Bu yaranın kapanmasının formülü ise muhakkaktır: 1967 sonları temelinde iki devletli tahlil. Bu sağlanmadan ne İsrail ve Filistin, Ne de bölge huzura kavuşabilir. Biz bir sefer daha, İsrail’in milletlerarası hukuku yok sayan ataklarını kınıyor, Filistinli kardeşlerimizin acısını paylaşıyoruz. Bölgenin bir an önce barışa kavuşmasını istiyoruz.
Değerli Basın Mensupları; Tüm bunlar yaşanırken, BOP Eş Lideri Erdoğan Şahsım Hükümetinin Dış siyasetten, İç siyasete rant devşirmeye çabalamasını da şaşkınlıkla izledik. “Ümmet bizden liderlik bekler” diyen Dışişleri Bakanı’nın kelamları, Hala İhvan hayalleri kurduklarını, Gerçeklerden ne kadar kopuk olduklarını gösteriyor. Meğer bu boş hayaller, Türkiye’yi bölgede bir başına bıraktı. “Ümmete liderlik edeceğiz” diyerek, Milleti perişan ettiler. Mısır’dan, Suudi Arabistan’a kadar, Birebir ümmete mensup, Tüm ülkelerle ve hudut komşularımızla hengameli olduk. Artık bu ülkelerle ortayı düzeltmek için, Artık Rabia işaretini “Dört çay” demek için kullanır oldular. Lakin tüm bu başarısızlıklardan hala da ders almıyorlar. Hükümete tavsiyemiz artık boş hayalleri bırakın, gerçekçi olun. Boşa kürek çekmeyin.

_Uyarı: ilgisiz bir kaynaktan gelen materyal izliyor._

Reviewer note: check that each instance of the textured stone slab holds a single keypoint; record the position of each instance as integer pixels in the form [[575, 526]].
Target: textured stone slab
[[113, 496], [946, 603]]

Kapatılan Pazar yerleri nedeniyle, Eseri tarlada kalan çiftçi, Üç otuz paraya fiyatsız müsaadeye gönderilen emekçi, Kapanmada meskenine rızık götüremeyen, Gündelikle çalışan işçi de, Bu yıl ağız tadıyla bayram kutlayamadı. Bu ülkede bayram yoksul, fukaranın neyine… Bayram Erdoğan Şahsım hükümetinin yandaşlarına… Bayram, Sarayın yandaş müteahhitlerine…

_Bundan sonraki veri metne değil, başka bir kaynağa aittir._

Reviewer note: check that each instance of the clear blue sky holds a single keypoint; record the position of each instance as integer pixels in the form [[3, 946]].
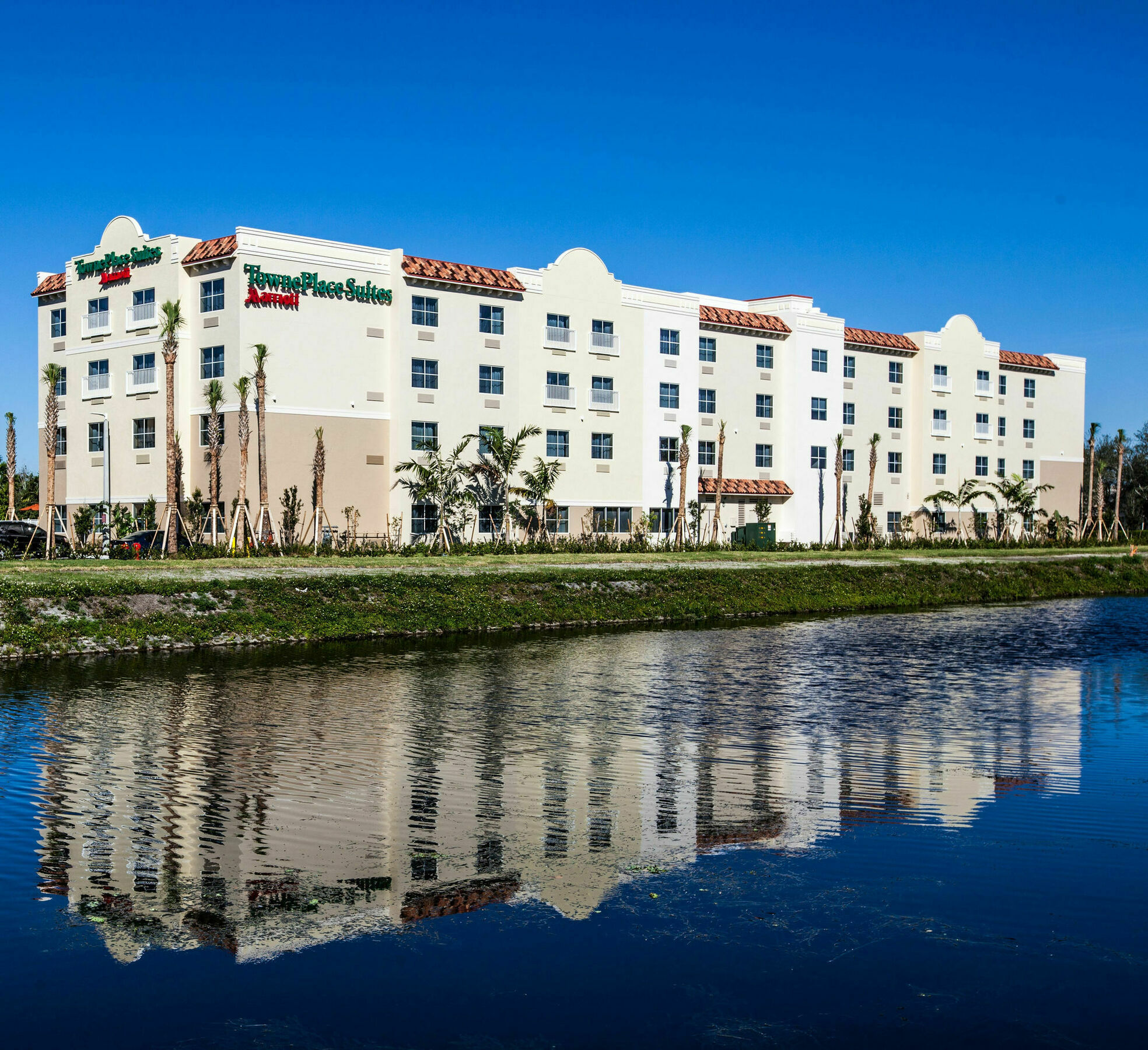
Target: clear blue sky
[[898, 162]]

Eve kapatılan vatandaş, Köprüden, tünelden, otoyoldan geçmedi, Hava alanlarından uçmadı. Fakat bu ülkeye 40 yıl vergi ödeyen esnafa Verilmeyen dayanaklar, 17 günlük kapanma devrinde bile, Bu Saray müteahhitlerinin cebine akmaya devam etti. Bugün Nisan ayı bütçe sayıları açıklandı. Yılın birinci 4 ayında, “Milletin cebinden bir kuruş çıkmadan yapıyoruz” dedikleri Döviz garantili projeler için 10 milyar 297 milyon lira ödenmiş. “Hiç olmazsa bu son kapanmada, Zorlayıcı sebep nedeniyle bu garantileri ödemeyin, Erteleyin, Kapanmadan ziyan gören vatandaşa, Gerçek düzgün takviye verin” dedik
. Ancak dinlemediler. Meğer İstanbul Havalimanı’nda İşletmeci konsorsiyumun devlete vereceği kira, Zorlayan sebep denerek, 2024’e ertelendi. 2 yıl da ek işletme müddeti verildi. Demek ki harikulâde durumlarda, Bu üzere değişiklikler mümkün. Pekala, bu zorlayan sebep, Yalnızca yandaş dara niyet mi uygulanıyor? Yoksa dolarla, avroyla garanti verdiğiniz projelerin mukavelelerine, Devlet lehine zorlayıcı sebep unsuru koymadınız mı? Bedelini milletin ödediği, Bu kontratları niçin gizliyorsunuz? Bu kontratları kimler hazırladı? Kimler imzaladı? Vatandaşın sırtından müteahhit güçlü eden, Bu sistemi kim kurdu? Ne hoş demiş Mahzuni Şerif: Fakirin sırtından doyan doyana, Bunu gören yürek nasıl dayana Yiğit muhtaç olmuş kuru soğana, Bilmem söylesem mi, söylemesem mi? Bugün, Âşık Mahzuni Şerif’in vefatının yıl dönümü… Kendisini bir defa daha hürmet ve rahmetle anıyoruz.